神戸港
よく歌謡曲やフォークソングの歌の舞台になった港町といったら、東の横浜、西の長崎、そしてもう一つがこの神戸でしょうね。神戸は他の2つに比べると少ないような気もしますが、私たちの世代ですと、内山田洋とクールファイブの『そして神戸』がすぐに思い浮かびます。五木ひろしの『長崎から船に乗って』も神戸に着いたんでしたね。
私が初めて神戸を訪れたのは、前にも書きましたが、小児科医を辞めて病理医に転向した年の秋のことで、あの頃も背後の六甲の山並みは紅葉で色づいていました。私のように関東地方で生まれ育った人間にとっては、関西はあの河内弁に象徴される独特な雰囲気に満ちているような気がして、何となく行きにくい場所だったのですが、神戸だけは横浜に似た街というイメージが強かったせいか、親しみを感じていたものです。

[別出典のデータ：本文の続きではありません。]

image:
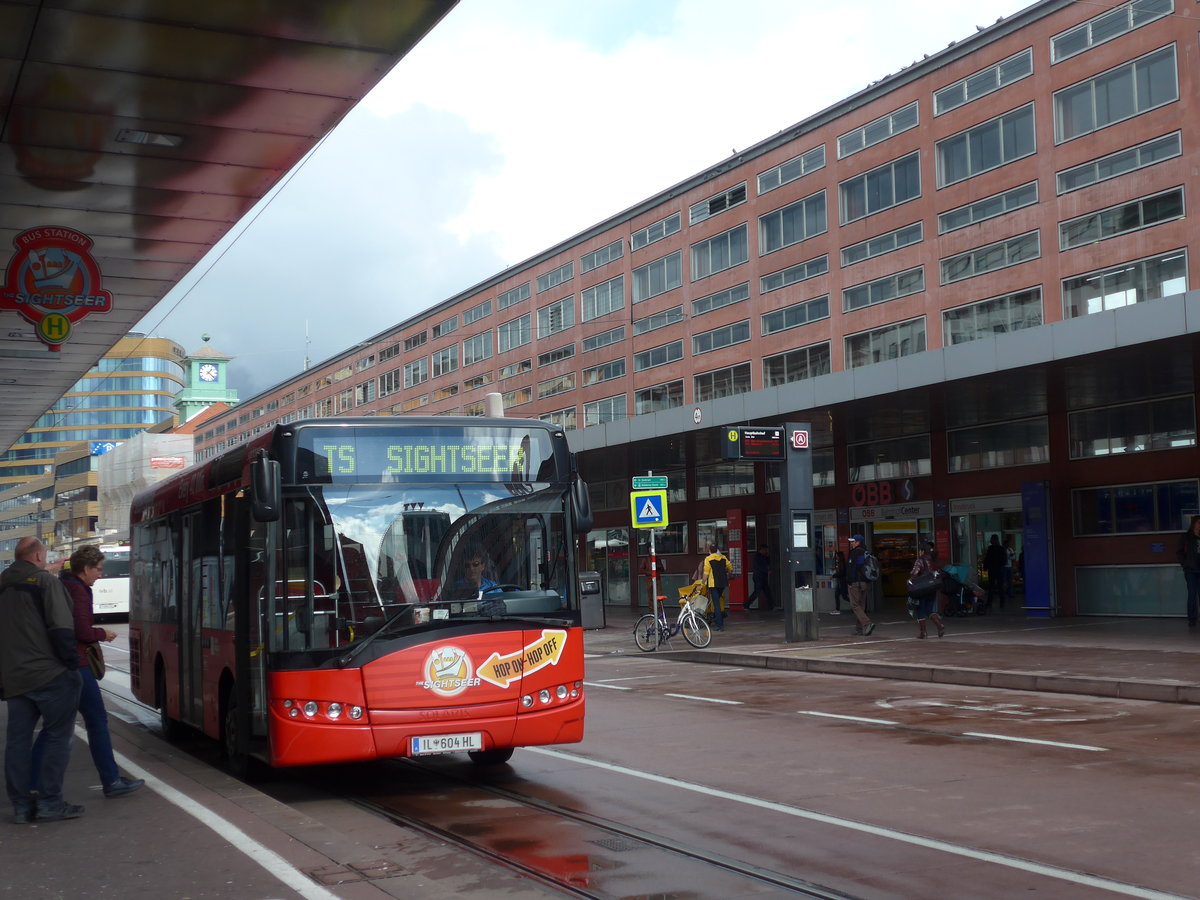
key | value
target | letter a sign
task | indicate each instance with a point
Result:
(648, 509)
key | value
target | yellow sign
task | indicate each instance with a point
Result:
(648, 509)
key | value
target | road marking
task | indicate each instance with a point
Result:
(707, 700)
(269, 859)
(847, 718)
(1035, 741)
(939, 844)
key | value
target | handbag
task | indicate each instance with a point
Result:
(95, 659)
(924, 585)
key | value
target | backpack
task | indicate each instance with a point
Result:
(870, 567)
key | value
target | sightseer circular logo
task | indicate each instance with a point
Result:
(448, 671)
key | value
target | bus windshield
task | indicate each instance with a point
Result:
(363, 553)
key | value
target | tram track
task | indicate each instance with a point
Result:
(575, 852)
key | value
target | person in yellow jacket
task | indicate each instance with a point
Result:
(717, 573)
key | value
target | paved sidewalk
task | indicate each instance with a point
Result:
(1132, 658)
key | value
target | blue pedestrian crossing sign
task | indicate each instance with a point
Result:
(649, 509)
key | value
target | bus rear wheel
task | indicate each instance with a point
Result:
(491, 757)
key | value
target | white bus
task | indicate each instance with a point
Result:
(111, 594)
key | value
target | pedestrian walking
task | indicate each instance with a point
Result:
(857, 585)
(927, 604)
(85, 568)
(1188, 553)
(761, 574)
(39, 679)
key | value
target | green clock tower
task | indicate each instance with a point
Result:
(204, 382)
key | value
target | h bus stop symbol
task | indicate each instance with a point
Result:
(648, 508)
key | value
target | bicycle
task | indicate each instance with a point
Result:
(652, 631)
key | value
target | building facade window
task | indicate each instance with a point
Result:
(658, 277)
(720, 252)
(609, 409)
(477, 349)
(510, 298)
(726, 199)
(605, 339)
(880, 291)
(720, 337)
(1127, 217)
(561, 275)
(793, 274)
(1126, 285)
(796, 315)
(797, 365)
(988, 208)
(604, 256)
(904, 339)
(987, 147)
(720, 299)
(657, 232)
(997, 445)
(882, 244)
(879, 131)
(1163, 424)
(882, 187)
(658, 355)
(991, 257)
(1107, 27)
(659, 397)
(996, 316)
(514, 334)
(1116, 95)
(795, 168)
(984, 82)
(604, 298)
(445, 361)
(721, 383)
(1120, 163)
(658, 319)
(792, 223)
(1133, 509)
(557, 317)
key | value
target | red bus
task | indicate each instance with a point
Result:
(315, 594)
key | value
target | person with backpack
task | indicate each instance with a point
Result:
(862, 568)
(717, 573)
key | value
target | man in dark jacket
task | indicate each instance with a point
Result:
(37, 681)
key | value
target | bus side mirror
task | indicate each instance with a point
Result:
(581, 507)
(264, 489)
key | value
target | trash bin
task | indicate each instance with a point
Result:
(592, 600)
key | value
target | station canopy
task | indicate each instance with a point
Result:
(150, 127)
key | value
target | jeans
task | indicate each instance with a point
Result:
(95, 719)
(55, 702)
(1193, 582)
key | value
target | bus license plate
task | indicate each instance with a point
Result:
(447, 743)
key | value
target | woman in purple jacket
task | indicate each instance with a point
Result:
(87, 567)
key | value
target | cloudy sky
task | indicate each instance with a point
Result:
(517, 124)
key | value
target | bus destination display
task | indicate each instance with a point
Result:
(378, 455)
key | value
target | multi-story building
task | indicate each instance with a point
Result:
(48, 483)
(971, 279)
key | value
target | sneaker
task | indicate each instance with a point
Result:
(123, 786)
(67, 810)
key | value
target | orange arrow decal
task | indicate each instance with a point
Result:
(546, 651)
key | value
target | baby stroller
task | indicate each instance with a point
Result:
(697, 595)
(963, 597)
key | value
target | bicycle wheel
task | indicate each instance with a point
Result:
(695, 630)
(646, 633)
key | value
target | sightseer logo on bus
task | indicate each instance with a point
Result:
(449, 670)
(53, 282)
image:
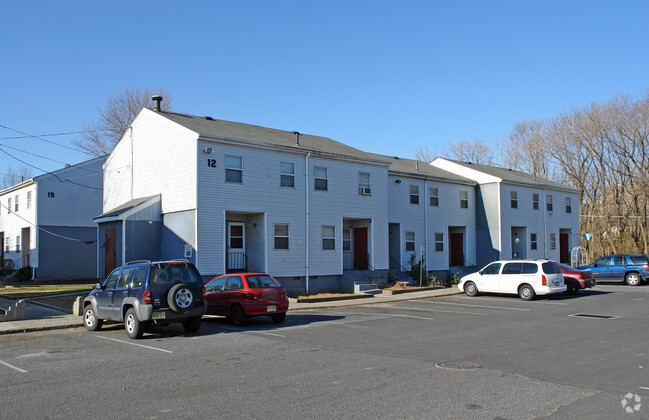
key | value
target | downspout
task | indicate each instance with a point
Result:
(306, 191)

その神戸の街を大災害が襲ったのが1995年(平成7年)の1月17日朝のことでした。あの朝のことはよく覚えています。あの日は火曜日で、当時私は毎週1回、小田原の病院へお手伝いに行っていました。東京から小田原へは、新宿駅から小田急線に乗るか、東京駅から東海道新幹線に乗るか、2つの経路がありましたが、その日はたまたま東京駅から新幹線に乗ろうと思っていたところ、東京駅の新幹線ホームが異様な状態になっている、
「関西方面へのご旅行はお取り止め下さい」
駅員さんのアナウンスのその部分だけがまだ耳にこびりついています。いつもよりたくさんの乗客が駅構内にたまって右往左往していたのも印象的でした。
いったい何が起こったのか判らないままに、やっと動いた名古屋止まりのこだま号の座席で、大変な震災が関西地方を襲ったことを知ってショックでした。大震災が関西を襲うということは、当時の関東の住人にとっては予想外のことだったのです。
ご存じのように、もう何十年も前から、関東大震災は明日にも起こる、と言われ続けてきましたから、私たち関東の人間は、次に瓦礫になるのは自分たちの街だと覚悟を決めていました。
また日本列島の地盤の構造から、関西の方が関東よりも地震に強いと言われており、確か小松左京さんもSF小説『日本沈没』の中でそんなことを書かれていたと思います。『日本沈没』の中では、地震に強いと油断していた関西地方に先ず大震災が起こるのですが、まさにそれと同じことが現実に起きました。本当にショックで、とても他人事とは思えませんでした。
燃え続ける神戸の街や、倒壊するビルや、寸断された高速道路に取り残されたバスの映像など連日のようにテレビに映し出されていたし、1週間以上も神戸大学の知り合いの女医さんとの連絡がつかないという情報が伝わってきたりして、東京にいても毎日落ち着かない日々を送っていたことを思い出します。
あの時最後まで火の手が上がり続けていた長田の街を先日訪れましたが、区画もきれいに整備されていて、少なくとも外来者の目には震災の爪跡は完全に消え去ったように見えました。しかし住民の方々の心には、あの日失ったものへの愛惜はおそらくずっと消えることはないのだろうなあと思うと、やはり辛くて切なかったです。
震災を境に、以前よりもずっと洗練された街に生まれ変わった神戸を歩いて、いろいろなことが思われました。